Don’t let frustration, boredom, or shiny change your course
One thing is for sure–there will always be something new.
The new thing, at least for many of us, calls to us, pulls us, draws us in, and takes us away from our vision.
The pull is incredibly strong. It makes me want to start a new business, switch task managers, get a new wife (just kidding sweetie), and revamp everything.
My big new idea makes me want to create a new vision, develop a new plan, and start from square one.
Yep, ideas are a curse. They kill our dreams. We created a vision we’d love to have–we can see that business in our mind’s eye–and even today, long after we created the vision, it’s still something we’d love to achieve.
Our ideas, our distractions, those shiny objects: they are the enemies of executing on our plans. They are the things that keep us from manifesting our dream.
Don’t stop being curious, don’t stop reading, don’t stop talking to people about significant innovations, but stick to your vision. Make it real. Go faster if you need to get on to the next thing, but make this thing happen first. There’s plenty of time for your big idea to be part of the next vision you create.
It’s hard to see it in ourselves
It’s easier to see the impact of shiny objects, new ideas, and changing plans when we see someone else doing it. When it’s us, it all feels so reasonable. We’re good at justifying the things we want to do.
Come back in time with me to that auto-glass shop in 1990. They’d been at it for twenty years and were earning an excellent income. They had millions of dollars in equity in a salable business.

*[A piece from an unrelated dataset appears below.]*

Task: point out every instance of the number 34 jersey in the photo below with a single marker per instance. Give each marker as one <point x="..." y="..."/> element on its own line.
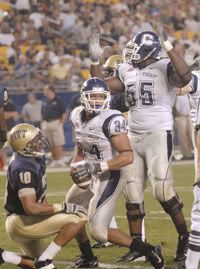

What if they’d started in 1970 with auto glass, and then decided that a car wash would be a better idea? Then after a few years, maybe they realized they could sell car wash kits with the soap and the wax. That didn’t pan out so they switched to bodywork and custom paint jobs. They experimented with hourly fees, and then went back to fixed fees. Then a great automated paint system was released and they bought it, but never quite got it to work.
Years turn into decades, they’ve continued to jump on the next new thing, and then it’s 1990. Do they have a thriving auto-glass business? No, they have a knitting shop, because the wife decided to turn her hobby into a business. Do they earn a million dollars per year? Nope.
But are they happy?
Objection. Irrelevant.
Decide on the vision. Include happiness in the vision if that’s important to you. But don’t use happiness to justify changing the vision every time you have a new idea. Happiness is living your vision.
Ideas are a distraction. Stick to the plan. Do the work, communicate the message, accept that boredom is part of sticking to your plan. Build the business in your vision. Then, if you like, sell it. With the money in your pocket, you can start anew, create a new vision accompanied by a plan, and build that vision to fruition too.